I noticed recently when I tried to rename the footer element ID to ‘footer’, it changes the design, but changing it to anything else it then behaves like normal. I presume certain element names may be reserved/protected? But in that case, it should throw a message if it’s not meant to be used. If it’s allowed (as I assume it should be), then the bug would be that it’s changing the design once used.
Ahhh, interesting. So I had a CSS ID name of “footer” (on the element itself under the CSS tab > CSS ID), but there was no custom CSS code or anything like that. Was almost like there’s a conflict between the name of the element ID and the name of the CSS ID on the element, they can’t be the same name I guess. If true, then it might be a better user experience if users were able to see a note (or won’t save) changes if there’s ID name conflicts, may be good to consider that for future releases.
I assume you styled that element with the default ID before you gave that element a new ID. Then you give that element a different ID. So, that was why the styling was lost?

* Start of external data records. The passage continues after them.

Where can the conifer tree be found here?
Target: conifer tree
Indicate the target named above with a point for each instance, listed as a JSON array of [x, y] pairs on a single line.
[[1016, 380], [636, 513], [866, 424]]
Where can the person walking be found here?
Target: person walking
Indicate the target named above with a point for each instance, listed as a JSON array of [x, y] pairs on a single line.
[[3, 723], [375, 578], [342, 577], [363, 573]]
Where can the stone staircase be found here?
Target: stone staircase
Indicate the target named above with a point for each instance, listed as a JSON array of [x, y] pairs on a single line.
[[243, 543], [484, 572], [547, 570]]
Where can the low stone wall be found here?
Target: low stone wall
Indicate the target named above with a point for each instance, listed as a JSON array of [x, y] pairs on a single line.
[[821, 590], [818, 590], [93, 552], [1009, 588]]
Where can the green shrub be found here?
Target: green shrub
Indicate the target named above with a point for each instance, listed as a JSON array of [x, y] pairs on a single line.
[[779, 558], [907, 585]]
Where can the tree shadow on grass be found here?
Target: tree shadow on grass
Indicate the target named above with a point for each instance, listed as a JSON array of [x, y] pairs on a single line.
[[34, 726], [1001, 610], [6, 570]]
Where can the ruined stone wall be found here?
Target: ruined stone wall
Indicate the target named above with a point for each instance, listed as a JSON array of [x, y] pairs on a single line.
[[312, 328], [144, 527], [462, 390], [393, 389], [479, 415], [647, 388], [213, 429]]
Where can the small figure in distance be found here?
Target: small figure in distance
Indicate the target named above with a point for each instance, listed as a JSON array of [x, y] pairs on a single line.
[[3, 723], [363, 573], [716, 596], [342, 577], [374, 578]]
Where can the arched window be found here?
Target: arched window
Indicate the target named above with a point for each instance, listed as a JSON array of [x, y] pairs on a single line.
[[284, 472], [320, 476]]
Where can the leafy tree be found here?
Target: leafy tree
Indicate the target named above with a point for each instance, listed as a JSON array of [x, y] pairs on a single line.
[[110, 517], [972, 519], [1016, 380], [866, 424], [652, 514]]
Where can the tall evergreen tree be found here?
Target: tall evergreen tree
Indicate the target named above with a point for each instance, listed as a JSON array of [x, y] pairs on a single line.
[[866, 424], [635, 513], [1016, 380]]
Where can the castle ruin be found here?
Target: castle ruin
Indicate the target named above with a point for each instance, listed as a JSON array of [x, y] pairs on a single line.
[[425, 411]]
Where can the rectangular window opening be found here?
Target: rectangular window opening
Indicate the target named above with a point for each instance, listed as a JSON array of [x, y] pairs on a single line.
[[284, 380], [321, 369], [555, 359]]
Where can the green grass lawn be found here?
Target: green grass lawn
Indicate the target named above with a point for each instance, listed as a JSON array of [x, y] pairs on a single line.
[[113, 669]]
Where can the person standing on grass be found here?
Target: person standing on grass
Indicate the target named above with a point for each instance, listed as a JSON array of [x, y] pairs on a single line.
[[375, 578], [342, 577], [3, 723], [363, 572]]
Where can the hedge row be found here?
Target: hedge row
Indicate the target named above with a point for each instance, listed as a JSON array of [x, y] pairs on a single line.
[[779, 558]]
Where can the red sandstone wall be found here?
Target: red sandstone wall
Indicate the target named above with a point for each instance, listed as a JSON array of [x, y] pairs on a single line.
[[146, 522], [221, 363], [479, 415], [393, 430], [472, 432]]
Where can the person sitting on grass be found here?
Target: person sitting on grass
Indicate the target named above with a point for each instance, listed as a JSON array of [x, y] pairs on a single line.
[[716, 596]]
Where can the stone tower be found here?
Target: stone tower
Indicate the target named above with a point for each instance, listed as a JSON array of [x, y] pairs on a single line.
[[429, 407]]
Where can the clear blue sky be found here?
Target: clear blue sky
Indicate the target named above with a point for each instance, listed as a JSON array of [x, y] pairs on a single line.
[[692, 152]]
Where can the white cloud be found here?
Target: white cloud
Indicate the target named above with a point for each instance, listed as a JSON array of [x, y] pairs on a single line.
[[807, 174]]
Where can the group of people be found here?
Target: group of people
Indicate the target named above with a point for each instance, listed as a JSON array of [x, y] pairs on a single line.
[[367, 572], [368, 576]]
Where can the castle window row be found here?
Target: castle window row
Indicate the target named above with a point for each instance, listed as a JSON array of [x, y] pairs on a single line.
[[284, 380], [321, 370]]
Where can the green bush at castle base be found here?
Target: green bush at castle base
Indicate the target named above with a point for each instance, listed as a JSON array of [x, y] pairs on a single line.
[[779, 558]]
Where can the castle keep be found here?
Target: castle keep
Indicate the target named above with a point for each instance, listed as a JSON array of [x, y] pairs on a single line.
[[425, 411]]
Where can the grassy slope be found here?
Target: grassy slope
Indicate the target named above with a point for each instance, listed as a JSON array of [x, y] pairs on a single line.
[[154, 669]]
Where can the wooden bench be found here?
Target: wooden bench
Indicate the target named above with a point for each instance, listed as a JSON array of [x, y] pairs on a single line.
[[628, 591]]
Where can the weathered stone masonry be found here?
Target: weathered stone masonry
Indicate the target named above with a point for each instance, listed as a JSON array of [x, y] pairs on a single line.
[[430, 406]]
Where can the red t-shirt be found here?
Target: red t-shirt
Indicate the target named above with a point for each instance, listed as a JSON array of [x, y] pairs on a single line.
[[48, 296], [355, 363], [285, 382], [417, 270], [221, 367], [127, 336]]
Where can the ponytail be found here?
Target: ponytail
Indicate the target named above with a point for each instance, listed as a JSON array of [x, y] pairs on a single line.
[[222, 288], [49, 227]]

I think I had assigned a CSS ID simply because I thought that was how to name them, and that didn’t actually rename the element itself. So once I tried to rename the element I had forgotten about the CSS ID named earlier and even though it’s the exact same name it seemed to be an issue. Interestingly, renaming the element ID the way I did it most recently also sets the CSS ID to the same name too. So I guess the bug is if doing it in reverse order I suppose, where one sets a CSS ID without renaming the element itself, then renaming the element to match the CSS ID will break it.